コードレビューによる検査ならば、さすがにいくらかプログラミング経験があるはずです。しかし、洗練されたプログラマとは限りません。コードを追いかけることさえできれば、脆弱性は指摘できます。「洗練されたプログラマ」ならば、「コードをどの位置に書くか」にこだわりを持っているはずです。プログラムの見通しをよくし、メンテナンス性を高めるためにです。そのセンスがあれば、必要なところの直前にエスケープ処理を施すのが正しいことはわかるでしょう。
「入力は一か所だから対策が楽だが、出力するところは無数にあるから対策漏れが起きる。だから入力で処置するべきなのだ」と主張する人がいます。しかし、入力はCGIパラメータだけとは限りません。データベースを検索して得た値も該当します。それが多数あるなら対策漏れが起き得るのは同じことです。

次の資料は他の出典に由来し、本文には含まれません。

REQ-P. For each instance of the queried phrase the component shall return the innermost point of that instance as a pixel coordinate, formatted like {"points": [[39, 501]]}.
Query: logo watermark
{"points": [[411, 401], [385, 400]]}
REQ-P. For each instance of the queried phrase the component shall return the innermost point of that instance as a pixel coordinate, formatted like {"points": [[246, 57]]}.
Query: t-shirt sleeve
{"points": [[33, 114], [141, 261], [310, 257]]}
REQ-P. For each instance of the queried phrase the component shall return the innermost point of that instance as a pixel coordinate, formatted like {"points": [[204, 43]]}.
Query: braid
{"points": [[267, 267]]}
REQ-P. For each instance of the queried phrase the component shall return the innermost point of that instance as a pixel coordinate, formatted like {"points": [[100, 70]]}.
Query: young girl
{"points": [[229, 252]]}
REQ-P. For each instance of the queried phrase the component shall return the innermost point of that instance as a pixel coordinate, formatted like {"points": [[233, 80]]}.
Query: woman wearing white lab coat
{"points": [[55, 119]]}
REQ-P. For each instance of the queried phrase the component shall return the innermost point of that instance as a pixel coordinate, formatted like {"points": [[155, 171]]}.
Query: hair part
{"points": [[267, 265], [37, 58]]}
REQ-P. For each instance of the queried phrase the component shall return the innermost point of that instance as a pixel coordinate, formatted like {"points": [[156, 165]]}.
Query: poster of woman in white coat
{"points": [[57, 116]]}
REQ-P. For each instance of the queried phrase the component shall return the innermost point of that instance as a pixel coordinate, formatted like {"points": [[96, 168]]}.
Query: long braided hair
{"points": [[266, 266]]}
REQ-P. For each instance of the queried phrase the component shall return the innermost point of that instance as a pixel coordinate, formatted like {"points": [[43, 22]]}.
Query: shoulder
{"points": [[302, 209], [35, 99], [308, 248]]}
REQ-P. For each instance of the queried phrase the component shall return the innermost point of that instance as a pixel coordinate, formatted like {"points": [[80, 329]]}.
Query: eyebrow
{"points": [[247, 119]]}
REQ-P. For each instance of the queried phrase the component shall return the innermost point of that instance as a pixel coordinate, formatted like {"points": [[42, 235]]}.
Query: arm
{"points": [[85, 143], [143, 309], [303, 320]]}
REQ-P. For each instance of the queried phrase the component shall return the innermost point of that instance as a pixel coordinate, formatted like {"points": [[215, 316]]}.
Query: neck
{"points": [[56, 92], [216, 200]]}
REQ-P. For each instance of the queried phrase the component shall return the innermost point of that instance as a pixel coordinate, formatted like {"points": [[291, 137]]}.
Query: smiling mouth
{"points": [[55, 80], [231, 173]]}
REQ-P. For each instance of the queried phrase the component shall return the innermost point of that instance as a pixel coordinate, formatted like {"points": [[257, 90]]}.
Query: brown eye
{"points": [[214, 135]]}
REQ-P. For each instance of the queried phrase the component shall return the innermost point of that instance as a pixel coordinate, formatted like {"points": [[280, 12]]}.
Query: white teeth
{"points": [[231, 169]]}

「CGIパラメータの入力直後で全部サニタイズしていれば、データベースにもサニタイズ済みの値が入るはずだから大丈夫だ」という主張は誤りです。「セカンドオーダーSQLインジェクション」という攻撃手法が知られています。そんなことはどうでもよいのです。出力(SQL文を構成するところ)でエスケープするという正しいコーディングをしていれば、セカンドだろうがサードだろうが気にする必要がありません。
洗練されたプログラマでないセキュリティ屋は、「入力の全部にサニタイズが必要」などと言います。処置する場所が出力の直前であっても、「入力からの変数にサニタイズ」などと言います。外部からの入力に依存した値(データフローがつながっている値)について処置せよというのです。そんなことは考える必要がありません。出力で使う値の全部に処置すればよいのです。
たとえば、「<h1>...</h1>」というHTMLを出力するコードで、「...」の部分に変数「title」の値を差し込もうというときに、変数「title」が外部からの入力に依存しているかどうかなんてことは考えず、常に「<」と「>」と「&」のエスケープ処理をするということです。
「外部からの入力に依存していない値については(セキュリティ上問題ないので)エスケープを省略する」という発想は、利益がない(いまどきそんな省略で性能に変化が出ることはない)ばかりか、メンテナンス性を悪くし、脆弱性の原因となります。最初に書いた時点では入力に依存していなかった式が、プログラムの別の場所の変更によって、入力依存になるかもしれないからです。
HTML出力するときに「"」を全部「"」に変換せよと、セキュリティ屋が言うことがありますが、これもちょっと正確ではありません。たとえば、「<a href="...">」という出力をするコードで、「...」部分に式の値を埋め込むときには「"」のエスケープが必要になりますが、それは「"」で囲まれた中に埋め込もうとしているからであって、それ以外の場所で「"」をエスケープすることは必要ではありません。
HTMLは文法を持った言語ですから、「"..."」と引用符で囲まれた中に式の値を差し込むときは、その式に「"」が含まれていればエスケープするのはプログラム上もともと当然であって、セキュリティが理由ではありません。これを怠るとたまたまセキュリティ脆弱性にもなるというだけです。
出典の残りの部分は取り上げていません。